Terraform vSphere provider session limit

GKE on-prem uses Terraform's vSphere provider to bring up VMs in your vSphere environment. The provider's session limit is 1000 sessions. The current implementation doesn't close active sessions after use. You might encounter 503 errors if you have too many sessions running.
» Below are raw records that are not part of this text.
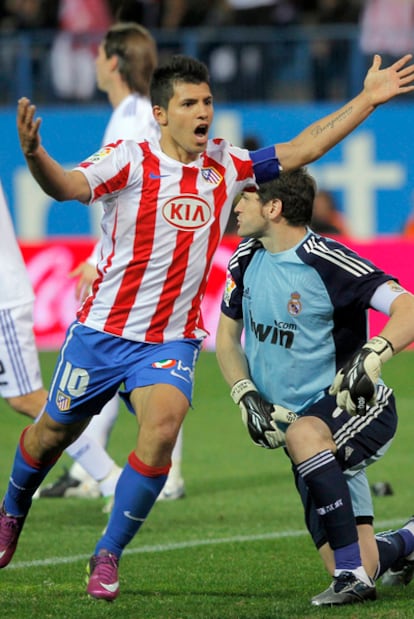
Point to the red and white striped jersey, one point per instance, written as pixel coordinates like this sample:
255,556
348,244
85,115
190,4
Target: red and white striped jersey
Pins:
162,223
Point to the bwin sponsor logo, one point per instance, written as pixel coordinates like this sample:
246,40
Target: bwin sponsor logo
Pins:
280,333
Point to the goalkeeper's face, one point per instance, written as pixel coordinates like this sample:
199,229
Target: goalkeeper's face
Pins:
252,215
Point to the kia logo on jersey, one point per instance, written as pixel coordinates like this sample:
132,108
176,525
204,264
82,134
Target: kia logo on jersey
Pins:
187,212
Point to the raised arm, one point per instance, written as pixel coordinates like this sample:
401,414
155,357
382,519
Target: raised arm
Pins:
49,174
380,85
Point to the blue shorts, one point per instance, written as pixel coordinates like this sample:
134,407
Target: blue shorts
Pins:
360,441
93,365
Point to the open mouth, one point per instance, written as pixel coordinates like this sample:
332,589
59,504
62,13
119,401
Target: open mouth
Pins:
201,131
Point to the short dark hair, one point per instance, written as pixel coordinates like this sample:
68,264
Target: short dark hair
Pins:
296,190
180,68
136,51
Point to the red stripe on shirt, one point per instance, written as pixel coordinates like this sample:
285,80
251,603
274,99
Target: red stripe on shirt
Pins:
143,243
117,182
220,196
177,269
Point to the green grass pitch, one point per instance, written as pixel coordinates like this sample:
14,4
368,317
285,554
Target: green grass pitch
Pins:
235,547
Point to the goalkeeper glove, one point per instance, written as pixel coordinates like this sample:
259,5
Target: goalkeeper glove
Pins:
355,385
260,416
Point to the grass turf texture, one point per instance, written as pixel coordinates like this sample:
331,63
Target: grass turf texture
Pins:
235,547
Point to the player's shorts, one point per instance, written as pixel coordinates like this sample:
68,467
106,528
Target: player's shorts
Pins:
92,366
19,361
360,440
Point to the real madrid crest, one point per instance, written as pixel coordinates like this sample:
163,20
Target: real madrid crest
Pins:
294,304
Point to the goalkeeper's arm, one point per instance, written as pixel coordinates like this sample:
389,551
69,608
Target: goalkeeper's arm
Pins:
260,416
355,385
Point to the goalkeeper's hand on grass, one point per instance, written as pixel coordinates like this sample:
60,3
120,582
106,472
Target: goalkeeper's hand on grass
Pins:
260,416
355,385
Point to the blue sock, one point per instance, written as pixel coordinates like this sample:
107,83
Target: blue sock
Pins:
136,492
330,493
348,557
26,476
390,548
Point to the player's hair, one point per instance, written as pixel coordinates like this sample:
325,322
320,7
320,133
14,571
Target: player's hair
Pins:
296,190
137,54
180,68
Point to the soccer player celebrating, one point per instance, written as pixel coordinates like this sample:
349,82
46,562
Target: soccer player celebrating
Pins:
165,208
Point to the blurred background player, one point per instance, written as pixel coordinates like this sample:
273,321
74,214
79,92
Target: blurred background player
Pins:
317,292
21,382
326,217
126,59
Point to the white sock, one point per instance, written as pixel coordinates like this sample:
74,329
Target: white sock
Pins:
101,425
91,456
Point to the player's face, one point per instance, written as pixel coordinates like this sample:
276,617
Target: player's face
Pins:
251,215
103,69
186,122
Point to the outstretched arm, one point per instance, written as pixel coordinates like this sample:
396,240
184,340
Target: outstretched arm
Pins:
49,174
229,351
380,85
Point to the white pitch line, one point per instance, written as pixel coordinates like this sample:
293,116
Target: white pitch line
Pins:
180,545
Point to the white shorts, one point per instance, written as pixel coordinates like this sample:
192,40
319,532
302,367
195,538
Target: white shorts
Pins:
19,360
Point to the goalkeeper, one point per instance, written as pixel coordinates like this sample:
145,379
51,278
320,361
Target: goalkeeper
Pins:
302,302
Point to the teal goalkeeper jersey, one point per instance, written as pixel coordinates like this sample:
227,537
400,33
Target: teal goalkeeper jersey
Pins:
304,312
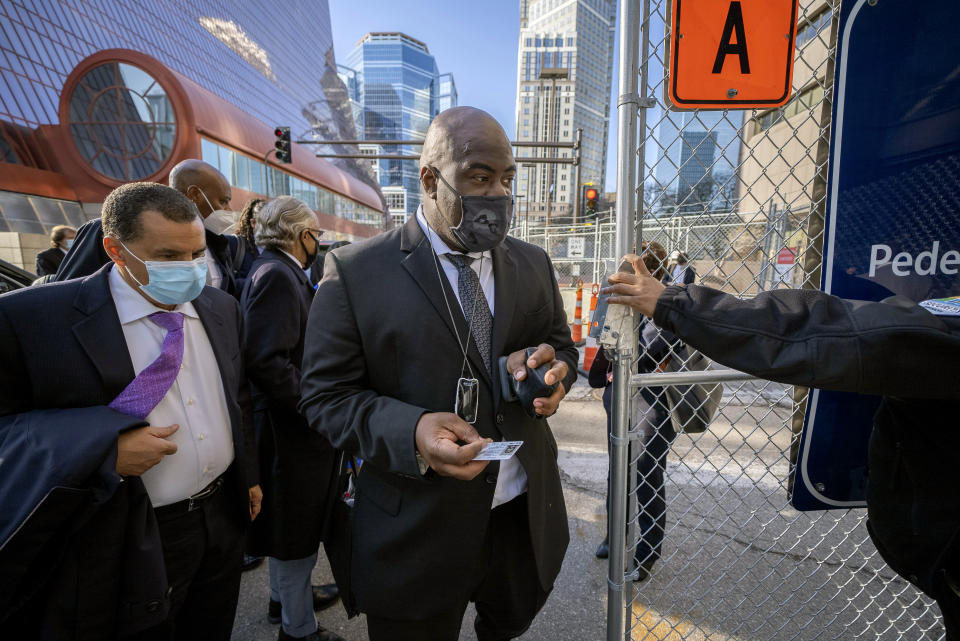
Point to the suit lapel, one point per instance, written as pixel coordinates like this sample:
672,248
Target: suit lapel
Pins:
505,294
101,335
421,263
213,323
Sessions are automatically closed after 300 seconds.

Symptoms

If you have too many sessions running, you might encounter the following error:

Error connecting to CIS REST endpoint: Login failed: body:
  {"type":"com.vmware.vapi.std.errors.service_unavailable","value":
  {"messages":[{"args":["1000","1000"],"default_message":"Sessions count is
  limited to 1000. Existing sessions are 1000.",
  "id":"com.vmware.vapi.endpoint.failedToLoginMaxSessionCountReached"}]}},
  status: 503 Service Unavailable
Potential causes

There are too many Terraform provider sessions running in your environment.

Resolution

Currently, this is working as intended. Sessions are automatically closed after 300 seconds. For more information, refer to to GitHub issue #618.

Using a proxy for Docker: oauth2: cannot fetch token

Symptoms

While using a proxy, you encounter the following error:

oauth2: cannot fetch token: Post https://oauth2.googleapis.com/token: proxyconnect tcp: tls: oversized record received with length 20527
Potential causes

You might have provided a HTTPS proxy instead of HTTP.

Resolution

In your Docker configuration, change the proxy address to http:// instead of https://.

Verifying that licenses are valid

Remember to verify that your licenses is valid, especially if you are using trial licenses. You might encounter unexpected failures if your F5, ESXi host, or vCenter licenses have expired.